Oggi nessuno mette in discussione l’economia di mercato ma sono tanti i modelli di economia di mercato. Fino alla Centesimus annus c’era ancora chi pensava ad un’alternativa all’economia di mercato, cioè un’economia pianificata di tipo sovietico o parasovietico, oggi nessuno lo crede possibile, però si dimentica che non esiste un modello unico ma c’è un’economia capitalistica, un’economia liberista, un’economia sociale di mercato e l’economia civile di mercato
Se leggiamo in controluce la Caritas in Veritate, vi scopriamo che i principi della Dottrina Sociale della Chiesa oggi sono maggiormente interpretati e applicati entro il modello economia civile di mercato, che punta tutto sulla partnership tra mercato, politica e società civile, da cui il principio di sussidiarietà”.
Lei ha collaborato a stretto contatto e per lungo tempo con Benedetto XVI. Che ricordo personale conserva?
“Le occasioni di incontri con Papa Benedetto sono state plurime e per diverse ragioni.

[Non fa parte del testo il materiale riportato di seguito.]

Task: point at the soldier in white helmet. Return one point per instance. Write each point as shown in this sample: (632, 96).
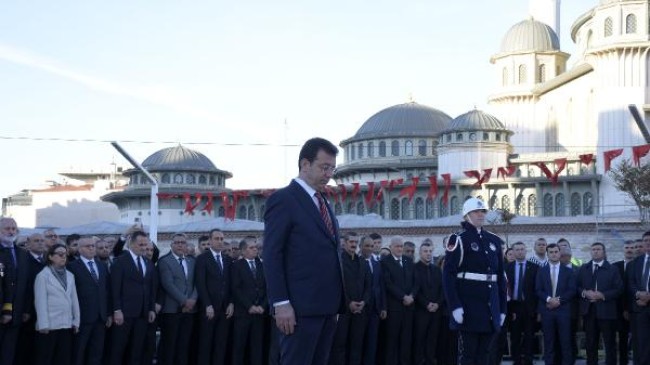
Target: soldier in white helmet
(474, 285)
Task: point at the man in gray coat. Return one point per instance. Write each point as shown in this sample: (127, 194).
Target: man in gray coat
(176, 272)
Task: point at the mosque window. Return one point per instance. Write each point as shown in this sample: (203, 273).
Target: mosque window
(422, 148)
(608, 27)
(588, 204)
(576, 204)
(408, 148)
(532, 205)
(630, 24)
(541, 73)
(394, 209)
(559, 205)
(394, 148)
(382, 149)
(548, 205)
(522, 74)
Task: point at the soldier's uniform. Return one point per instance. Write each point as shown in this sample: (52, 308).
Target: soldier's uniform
(474, 280)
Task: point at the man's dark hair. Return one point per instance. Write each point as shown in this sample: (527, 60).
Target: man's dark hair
(310, 149)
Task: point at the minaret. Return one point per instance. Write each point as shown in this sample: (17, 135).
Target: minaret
(546, 11)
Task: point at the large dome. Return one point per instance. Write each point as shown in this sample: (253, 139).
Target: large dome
(179, 158)
(530, 36)
(403, 120)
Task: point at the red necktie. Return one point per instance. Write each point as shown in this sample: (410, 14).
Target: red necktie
(325, 214)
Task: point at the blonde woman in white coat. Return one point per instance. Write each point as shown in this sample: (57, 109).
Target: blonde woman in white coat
(57, 310)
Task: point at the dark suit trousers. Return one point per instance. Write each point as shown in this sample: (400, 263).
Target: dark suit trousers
(311, 342)
(347, 348)
(399, 332)
(213, 339)
(128, 339)
(427, 326)
(175, 333)
(88, 344)
(522, 332)
(55, 347)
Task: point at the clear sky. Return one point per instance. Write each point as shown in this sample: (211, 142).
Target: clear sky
(230, 75)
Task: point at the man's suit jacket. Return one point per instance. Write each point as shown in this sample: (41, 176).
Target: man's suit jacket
(301, 256)
(565, 289)
(399, 281)
(248, 289)
(213, 283)
(93, 295)
(530, 275)
(176, 287)
(131, 293)
(609, 283)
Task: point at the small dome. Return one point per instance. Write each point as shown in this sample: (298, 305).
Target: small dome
(530, 36)
(179, 158)
(403, 120)
(476, 120)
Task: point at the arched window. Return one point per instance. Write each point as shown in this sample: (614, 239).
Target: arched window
(559, 205)
(576, 204)
(608, 27)
(588, 204)
(548, 205)
(419, 208)
(522, 74)
(394, 209)
(394, 148)
(630, 24)
(408, 148)
(422, 148)
(405, 209)
(541, 73)
(361, 210)
(532, 205)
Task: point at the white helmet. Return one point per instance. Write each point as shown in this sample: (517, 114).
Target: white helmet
(473, 204)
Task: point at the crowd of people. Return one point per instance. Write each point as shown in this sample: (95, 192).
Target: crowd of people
(116, 300)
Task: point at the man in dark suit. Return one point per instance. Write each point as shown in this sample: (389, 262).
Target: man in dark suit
(522, 309)
(215, 304)
(93, 287)
(133, 299)
(351, 325)
(624, 301)
(555, 287)
(428, 302)
(301, 246)
(401, 287)
(251, 305)
(599, 285)
(176, 273)
(639, 290)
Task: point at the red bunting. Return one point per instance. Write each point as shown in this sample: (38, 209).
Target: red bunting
(410, 190)
(638, 152)
(609, 156)
(433, 188)
(586, 158)
(445, 197)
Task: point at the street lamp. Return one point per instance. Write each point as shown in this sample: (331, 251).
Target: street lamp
(153, 209)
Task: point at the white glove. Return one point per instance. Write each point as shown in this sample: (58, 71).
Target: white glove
(458, 315)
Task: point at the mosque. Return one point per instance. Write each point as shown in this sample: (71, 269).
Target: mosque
(542, 149)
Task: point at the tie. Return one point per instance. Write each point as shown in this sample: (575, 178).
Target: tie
(93, 273)
(325, 214)
(140, 266)
(520, 285)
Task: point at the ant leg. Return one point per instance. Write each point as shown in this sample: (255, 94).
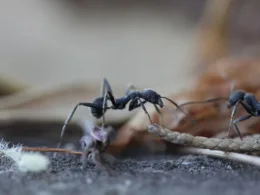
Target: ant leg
(177, 106)
(160, 115)
(242, 118)
(142, 104)
(71, 115)
(129, 88)
(106, 91)
(232, 117)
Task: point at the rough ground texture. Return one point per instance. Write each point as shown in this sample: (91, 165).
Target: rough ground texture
(137, 175)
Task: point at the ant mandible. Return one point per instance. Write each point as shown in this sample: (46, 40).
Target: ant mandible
(247, 100)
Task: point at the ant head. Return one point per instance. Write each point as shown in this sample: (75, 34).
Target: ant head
(235, 97)
(97, 111)
(160, 102)
(133, 104)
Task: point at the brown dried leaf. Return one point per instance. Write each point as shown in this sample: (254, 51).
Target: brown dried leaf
(212, 118)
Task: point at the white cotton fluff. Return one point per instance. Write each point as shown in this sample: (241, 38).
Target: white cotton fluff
(24, 161)
(33, 162)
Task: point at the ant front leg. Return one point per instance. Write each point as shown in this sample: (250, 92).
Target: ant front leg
(160, 115)
(129, 89)
(242, 118)
(232, 117)
(106, 92)
(71, 115)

Il Santo Padre ha pure avuto la bontà di insignirmi del titolo di Cavaliere Commendatore dell’Ordine di San Gregorio Magno, consegnandomi la medaglia con simboli e stemmi, e usando parole di conforto che mi hanno molto gratificato.
Potrei citare altri episodi di questo tenore. Preferisco ricordare la straordinaria umiltà e la grande intelligenza del Pontefice. Bastava proferire poche parole chiave e Benedetto XVI aveva già compreso tutto, anche in ambiti che non sono propriamente quelli della sua formazione intellettuale, filosofica e teologica.
Anche in economia ha dimostrato una capacità di penetrare il problema, che non ho trovato neanche in tanti addetti ai lavori.
La sua rinuncia è poi un’ulteriore conferma della sua umiltà. Come altro definire il gesto di riconoscere di fronte al mondo intero e alla Chiesa di non essere più grado di guidare al meglio la barca di Pietro e addirittura chiedere perdono per i difetti? È un atteggiamento non molto frequente anche all’interno della stessa Chiesa e credo servirà di monito per tanti che anche all’interno della gerarchia ecclesiastica pensano di essere indispensabili o non assogettabili alle critiche.
Persino nella Prefazione al libro su Gesù il Papa apre la porta alle critiche. Ha raggiunto un livello di umiltà che solo una persona di profonda fede e grande generosità e carità in grado di esprimere”.